Advice to buy on the dips provokes a hollow laugh from these players. They believe we are in the early stage of a suckers rally. For the moment, they have parked funds in short dated bonds or the newly revived money market accounts. As stock prices have plunged, bonds have become more expensive. But if equity markets are only half way to the bottom, then bonds are not as pricey as they might become.
The prospect of future double digit stock market returns is remote, to say the least, but there is some hope that corporate bonds will provide a little zest to the portfolio, although even this is not exactly an enticing option. In the last three months there has been a wave of credit downgrades across most market sectors, reflecting the disillusionment that has so damaged share prices. The likelihood of a double-dip recession, led by the US economy, is now broadly recognised. A few investment banks say they are positioned for recovery, but they have been saying that for months, even years. The Bank of England's Monetary Policy Committee wisely decided that it should keep its ammunition of interest rate cuts dry, for effective use in more pressing circumstances.
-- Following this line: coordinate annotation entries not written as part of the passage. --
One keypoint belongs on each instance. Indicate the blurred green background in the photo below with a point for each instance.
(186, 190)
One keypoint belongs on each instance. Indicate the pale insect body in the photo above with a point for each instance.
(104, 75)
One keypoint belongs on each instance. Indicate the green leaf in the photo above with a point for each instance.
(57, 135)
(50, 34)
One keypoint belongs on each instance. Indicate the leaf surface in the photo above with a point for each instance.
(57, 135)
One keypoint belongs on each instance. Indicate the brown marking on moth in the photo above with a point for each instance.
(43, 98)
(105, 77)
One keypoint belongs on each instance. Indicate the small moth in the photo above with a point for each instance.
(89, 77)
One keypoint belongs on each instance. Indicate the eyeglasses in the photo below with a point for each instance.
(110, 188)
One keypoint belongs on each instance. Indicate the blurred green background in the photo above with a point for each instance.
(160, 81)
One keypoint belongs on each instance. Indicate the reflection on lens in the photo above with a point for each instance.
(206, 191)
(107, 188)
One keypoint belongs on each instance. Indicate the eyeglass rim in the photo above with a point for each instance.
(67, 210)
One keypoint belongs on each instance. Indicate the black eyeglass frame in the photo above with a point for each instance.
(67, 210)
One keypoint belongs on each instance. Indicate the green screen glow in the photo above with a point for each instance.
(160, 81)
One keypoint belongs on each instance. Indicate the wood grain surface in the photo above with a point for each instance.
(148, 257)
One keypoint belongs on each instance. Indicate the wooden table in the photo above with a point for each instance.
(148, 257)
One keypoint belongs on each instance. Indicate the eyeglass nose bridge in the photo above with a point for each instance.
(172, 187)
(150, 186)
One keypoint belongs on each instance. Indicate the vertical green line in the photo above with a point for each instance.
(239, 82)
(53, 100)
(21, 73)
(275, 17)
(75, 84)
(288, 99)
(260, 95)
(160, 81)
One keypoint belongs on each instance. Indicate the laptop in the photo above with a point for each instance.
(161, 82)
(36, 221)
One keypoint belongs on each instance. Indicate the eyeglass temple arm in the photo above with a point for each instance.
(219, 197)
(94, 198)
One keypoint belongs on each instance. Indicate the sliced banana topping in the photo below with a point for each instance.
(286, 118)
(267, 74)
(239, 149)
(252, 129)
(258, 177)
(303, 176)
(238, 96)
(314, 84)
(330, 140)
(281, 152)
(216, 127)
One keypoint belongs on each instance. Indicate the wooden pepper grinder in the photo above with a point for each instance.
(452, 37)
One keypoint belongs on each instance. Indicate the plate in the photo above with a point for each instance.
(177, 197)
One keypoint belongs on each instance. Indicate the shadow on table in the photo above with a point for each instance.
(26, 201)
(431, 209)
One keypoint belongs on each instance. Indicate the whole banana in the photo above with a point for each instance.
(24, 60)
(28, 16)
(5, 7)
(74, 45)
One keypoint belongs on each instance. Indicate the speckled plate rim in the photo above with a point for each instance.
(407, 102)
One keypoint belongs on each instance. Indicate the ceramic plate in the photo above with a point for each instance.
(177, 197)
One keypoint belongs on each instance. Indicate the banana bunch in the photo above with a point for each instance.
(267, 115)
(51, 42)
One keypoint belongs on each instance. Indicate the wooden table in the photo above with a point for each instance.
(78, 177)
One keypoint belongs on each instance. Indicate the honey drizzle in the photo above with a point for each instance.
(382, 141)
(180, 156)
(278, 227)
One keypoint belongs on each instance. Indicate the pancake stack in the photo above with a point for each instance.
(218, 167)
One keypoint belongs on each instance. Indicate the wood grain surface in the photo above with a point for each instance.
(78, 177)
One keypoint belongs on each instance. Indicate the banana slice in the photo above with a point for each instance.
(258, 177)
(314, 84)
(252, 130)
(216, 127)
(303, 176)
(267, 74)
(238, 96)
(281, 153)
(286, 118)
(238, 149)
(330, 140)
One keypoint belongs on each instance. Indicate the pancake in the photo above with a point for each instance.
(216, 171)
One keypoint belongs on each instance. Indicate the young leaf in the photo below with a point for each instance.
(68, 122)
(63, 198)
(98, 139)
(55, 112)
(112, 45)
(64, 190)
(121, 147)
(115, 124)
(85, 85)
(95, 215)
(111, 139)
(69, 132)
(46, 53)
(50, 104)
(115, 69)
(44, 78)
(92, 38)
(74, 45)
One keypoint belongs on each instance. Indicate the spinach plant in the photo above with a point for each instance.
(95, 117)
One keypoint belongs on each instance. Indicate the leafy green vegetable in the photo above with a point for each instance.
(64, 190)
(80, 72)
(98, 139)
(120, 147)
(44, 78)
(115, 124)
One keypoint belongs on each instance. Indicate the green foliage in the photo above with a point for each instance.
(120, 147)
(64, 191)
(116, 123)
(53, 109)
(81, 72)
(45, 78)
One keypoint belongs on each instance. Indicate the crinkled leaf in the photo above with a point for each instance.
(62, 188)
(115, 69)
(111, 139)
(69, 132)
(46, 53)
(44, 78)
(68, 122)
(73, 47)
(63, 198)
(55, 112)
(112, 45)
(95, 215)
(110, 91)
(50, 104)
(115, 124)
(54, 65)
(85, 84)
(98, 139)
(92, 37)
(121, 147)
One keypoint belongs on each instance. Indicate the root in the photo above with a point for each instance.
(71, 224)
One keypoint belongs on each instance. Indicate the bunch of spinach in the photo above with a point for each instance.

Anecdotal evidence suggests that capitulation ' when investors see no point of engaging further in the stock market ' is not that widespread. Sure, retail investors are disappointed with stock market returns. Some are disgusted by the waves of corporate sleaze that seems to be washing up on home shore from across the sea.
But soon after the obligatory expression of outrage comes the pitch : where do I put my money now? Firstly, a lot of mass affluent or high net worth players still have money, and they want to invest it. Secondly, they are not all that risk averse if they think there is a better than even chance of getting something back. They just don't trust the traditional outlets any more, either to protect them or to offer them sound ideas.
Which is why relationship businesses are flourishing. Private client networks, private equity firms, film fundraisers, art dealers and bloodstock breeders report surprisingly strong interest from private investors. Niche businesses with short communication lines to their backers are in demand. Successful and competent managers and entrepreneurs are bailing out of high status jobs and big profile companies for the greater freedom and enjoyment they find in unlisted firms.
Independent financial advisers are bemoaning clients' lack of interest in the same tired old menu of soggy UK growth funds, international theme catch-ups or Japanese try-me-again plans. They need to become more imaginative. That means getting out to do the research and come up with some ideas, instead of waiting for marketing departments to feed them pre-arranged packages. During the boom times, ideas were cheap. Money was made on the promise of an idea, before the ink was dry. News that London broker Pereire Tod is suing Credit Lyonnais Securities for repeated plagiarism of its research over 11 months can hardly be surprising. Good ideas are at a premium and the more inspired advisers will seek to add value during these depressed times by identifying and presenting them.